Taksim’in Kızıl Meydan’a, Kobane’nin, Stalingrad’a benzediği günleri gördük. Yüz yıl geçti, fakat devrim umudumuz, AKP faşizmine, sömürgeciliğe, emperyalizme karşı mücadelemiz bütün umudumuzla sürüyor. Devrimin mevzilerini ve cephelerini kuruyoruz. İşçilerimizin göçük altında kalmadığı, kadınların tacize, tecavüze ve katliama uğramadığı, analarımızın cenazelerinin yıkılmış sokaklarda günlerce bırakılmadığı, çocukların dedelerinin kucaklarında öldürülmediği, gençlerin özgürce okuduğu, yaşadığı, yoksulluğun adı anılmayan bir Trakya, Anadolu, Karadeniz, Mezopotamya hayal ediyoruz. Biz çocuklar, gençler, kadınlar, emekçiler, işçiler, ezilenler için böyle bir dünya istiyor ve savaşıyoruz. Ekim devrimi bize bu umudu sağlayan tarihimizdir. Birliğimiz, omuz omuza çarpıştığımız cephelerde kazandığımız zaferler, güçlü bir direniş geleneğine sahip olan halklarımız da doğru bir öncülükte Türkiye devrimimizi garanti ediyor. Son olarak Lenin’lerin, Kollontai’ların, Krupskaya’ların, Sovyet halklarının devrimine selam, Bolşevik devriminin yüzüncü yılı bütün dünya devrimcilerine kutlu olsun diyorum.

 

1. CHE GUEVARA

Başta Che Guevara olmak üzere bütün Ekim şehitlerimizi saygıyla selamlıyorum. Che Guevara için çok şey söylenebilir, yaşasaydı diye geçiyor ilk aklımızdan. Doğrusu yaşamalıydı, buralara gelmeliydi. Neden diye soracak olursanız, Che Guevara bir devrim avcısıdır. Mutlaka bugün Rojava’da, Kürdistan’da, Türkiye’de olanları görüyor olacaktı. Mümkün müdür Che Guevara gibi bir komutanın IŞİD’e karşı mücadelede aktif rol almaması? Neden erken veda ediyoruz öncülerimize? Biz Bolivya’da Komutan Ernesto’yu işte bu yüzden kaybetmiş olduk. Bazı insanları devrimler bile yeterince meşgul etmez, durdurmaz, Che Guevara odur işte.

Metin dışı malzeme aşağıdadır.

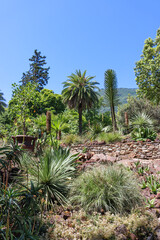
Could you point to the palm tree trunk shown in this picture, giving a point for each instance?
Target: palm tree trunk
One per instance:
(114, 124)
(80, 119)
(24, 127)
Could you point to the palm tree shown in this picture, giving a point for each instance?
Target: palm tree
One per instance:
(2, 102)
(79, 93)
(111, 94)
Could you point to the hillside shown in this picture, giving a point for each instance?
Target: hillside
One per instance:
(123, 95)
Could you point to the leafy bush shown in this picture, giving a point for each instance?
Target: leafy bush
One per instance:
(134, 106)
(142, 134)
(73, 139)
(141, 120)
(53, 173)
(111, 188)
(109, 137)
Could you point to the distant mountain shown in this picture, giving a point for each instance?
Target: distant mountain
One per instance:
(123, 95)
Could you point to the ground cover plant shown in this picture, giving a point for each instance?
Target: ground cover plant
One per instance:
(110, 188)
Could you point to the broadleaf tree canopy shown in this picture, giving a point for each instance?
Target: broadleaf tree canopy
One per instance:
(147, 70)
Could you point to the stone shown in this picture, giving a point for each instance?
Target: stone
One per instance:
(158, 196)
(111, 159)
(99, 157)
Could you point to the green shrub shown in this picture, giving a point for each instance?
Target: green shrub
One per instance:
(53, 173)
(142, 134)
(109, 137)
(134, 106)
(73, 139)
(111, 188)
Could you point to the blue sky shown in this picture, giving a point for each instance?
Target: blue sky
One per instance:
(92, 35)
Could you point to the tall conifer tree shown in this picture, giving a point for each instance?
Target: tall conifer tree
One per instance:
(37, 72)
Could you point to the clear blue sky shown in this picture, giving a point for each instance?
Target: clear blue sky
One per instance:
(75, 34)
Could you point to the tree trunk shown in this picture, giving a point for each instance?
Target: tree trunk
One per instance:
(114, 124)
(24, 128)
(126, 119)
(80, 119)
(48, 122)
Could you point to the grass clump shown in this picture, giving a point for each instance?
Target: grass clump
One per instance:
(109, 137)
(111, 188)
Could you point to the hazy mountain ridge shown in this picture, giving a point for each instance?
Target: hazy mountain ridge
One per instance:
(123, 95)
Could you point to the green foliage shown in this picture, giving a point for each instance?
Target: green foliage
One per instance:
(134, 106)
(141, 120)
(111, 188)
(142, 127)
(37, 73)
(79, 93)
(110, 137)
(53, 173)
(2, 103)
(23, 101)
(18, 214)
(142, 134)
(50, 102)
(111, 94)
(147, 70)
(123, 94)
(70, 139)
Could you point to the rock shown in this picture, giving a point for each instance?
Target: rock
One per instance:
(158, 196)
(133, 237)
(111, 159)
(89, 155)
(121, 232)
(99, 157)
(157, 203)
(157, 233)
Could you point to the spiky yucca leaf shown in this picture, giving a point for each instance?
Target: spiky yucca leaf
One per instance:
(53, 174)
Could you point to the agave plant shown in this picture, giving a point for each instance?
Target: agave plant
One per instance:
(53, 174)
(141, 120)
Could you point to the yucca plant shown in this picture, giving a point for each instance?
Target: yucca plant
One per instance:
(141, 120)
(111, 188)
(53, 174)
(142, 127)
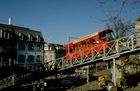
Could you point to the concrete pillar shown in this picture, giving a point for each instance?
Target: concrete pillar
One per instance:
(114, 72)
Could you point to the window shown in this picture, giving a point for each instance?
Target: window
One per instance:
(21, 58)
(38, 58)
(38, 47)
(0, 33)
(21, 46)
(30, 47)
(6, 34)
(30, 58)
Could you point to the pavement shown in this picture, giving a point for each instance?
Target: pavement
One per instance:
(93, 86)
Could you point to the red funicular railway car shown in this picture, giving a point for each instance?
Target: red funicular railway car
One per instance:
(86, 45)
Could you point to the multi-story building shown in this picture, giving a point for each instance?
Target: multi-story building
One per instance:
(51, 53)
(21, 46)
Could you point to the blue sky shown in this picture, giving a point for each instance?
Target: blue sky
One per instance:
(58, 19)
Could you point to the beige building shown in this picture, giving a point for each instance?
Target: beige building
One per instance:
(51, 53)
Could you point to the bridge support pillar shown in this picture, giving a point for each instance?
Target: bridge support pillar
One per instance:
(114, 72)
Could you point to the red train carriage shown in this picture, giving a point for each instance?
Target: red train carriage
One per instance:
(81, 47)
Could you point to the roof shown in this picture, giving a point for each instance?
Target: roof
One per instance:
(23, 30)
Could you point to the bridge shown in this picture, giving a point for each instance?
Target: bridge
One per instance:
(119, 47)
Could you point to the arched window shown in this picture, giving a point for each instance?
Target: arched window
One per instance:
(30, 47)
(21, 46)
(38, 58)
(21, 58)
(30, 58)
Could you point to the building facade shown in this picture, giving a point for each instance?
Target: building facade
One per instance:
(20, 46)
(51, 53)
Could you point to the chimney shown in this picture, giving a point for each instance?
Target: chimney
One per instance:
(10, 20)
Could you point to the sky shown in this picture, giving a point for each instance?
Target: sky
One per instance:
(58, 19)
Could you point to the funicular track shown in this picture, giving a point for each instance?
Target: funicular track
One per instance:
(118, 47)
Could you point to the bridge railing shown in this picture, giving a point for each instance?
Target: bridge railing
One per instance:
(116, 47)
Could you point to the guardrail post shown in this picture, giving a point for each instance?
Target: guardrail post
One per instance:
(132, 41)
(114, 72)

Che Guevara bugün özellikle yeni kuşak gençliğin başta bir marka gibi tanıdığı, bir yandan baskı tişörtlerle metalaştırılmaya çalışılan bir yüz, fakat bir yandan da eğer derinine inilir, araştırılırsa devrimciliğe atılan ilk adımları sağlayan tehlikeli bir örgütçü. Sonrasını Che, insanın kendi kaderine, iradesine ve bağlı olduğu örgüte bırakır.

 

Şunu bilmek gerekir, Che’yi bizim devrim çağımızda anlamak yalnızca anılarını okuyarak olmuyor. Tarihteki bir çok devrim öncüsü için hem onlar tarafından hem de onlar adına yazılmış sayfaları ezberleyebiliriz. Buradan elde ettiklerimiz ideolojik birikimimiz ve savaş aracımız olarak aklımızda yer eder. Fakat Che okusak da, dinlesek de, resmine de baksak, yazdıklarıyla, yaptıklarıyla, görüntüsüyle komutandır. Bir devrimcinin aklına komuta eder.    Örneğin Sun Tzu’yu bir üniversite öğrencisi özlü söz olarak anlayabilir, fakat sorun savaş görmüş birine onun için Sun Tzu’nun anlamı farklıdır. Che Guevara da devrimciler için böyledir. Bugün alnında kızıl yıldızla onbinlerce savaşçı devrimci savaşımın bu büyük komutanının anılarına kendi anılarını katıyor. Onu yıllar sonra IŞİD’e, TC’ye karşı savaşta yeniden yorumluyor. Dağlarda, cephelerde, şehir savaşlarında onu hissediyor, çarpışmalarını hayal ediyor. Ya da Komutan’ın bir sözü savaşın bir anında bir talimat halini alıyor.

 

Bugün bizim gerçekliğimizde genç bir devrimci olmak, Che’yi bildiğini anladığını iddia etmek şehrin ortasında yeşilleri giyerek dolaşmak kadar kolay değil maalesef. Yüzyıllardır böyle savaş görmemiş dağlar, her iki yakası alev alev yanan hudutlar var. Akın akın sınırlara giden, sokakları yakan Kürt gençleri var. Cephanesiz, yaralı halde günlerce koskoca orduyu memleketine sokmayanlar var. Bu toprakların Sur’u var, Cizre’si var, Gazi’si, Okmeydanı, Suruç’u, Ankara’sı var. Yanıbaşında Rojava gerçekliği var.

 

Dolayısıyla, Che Guevara bir devrimcidir, bir komutandır, önderdir. Savaşmayanın komutanı olmaz. Bugün Rojava’da, Bakur’da, Türkiye’de Agit’lerden, Zilan’lara, Ekin ve Berçem’lere, Mercan’lara, Orhan’lara, Mehmet’lere, Ulaş’lara kadar onlarca Che Guevara yaşadı, ölümsüzleşti, yeniden doğdu ve yetişiyor. Hepsi birer Ernesto’dur. Che Guevara alnımızda parlayan yıldızdır, anısı önünde saygıyla eğiliyoruz. Komutanlar ölmez.

 

Maoist Komünist Parti(MKP);

Öncelikle Ekim ayı içerisinde ölümsüzleşenler şahsında Partimiz MKP(Türkiye-Kuzey Kürdistan) adına tüm devrim, sosyalizm ve Komünizm şehitlerini saygıyla anıyor ve kavga bayraklarımızda yaşatacağımıza söz veriyoruz.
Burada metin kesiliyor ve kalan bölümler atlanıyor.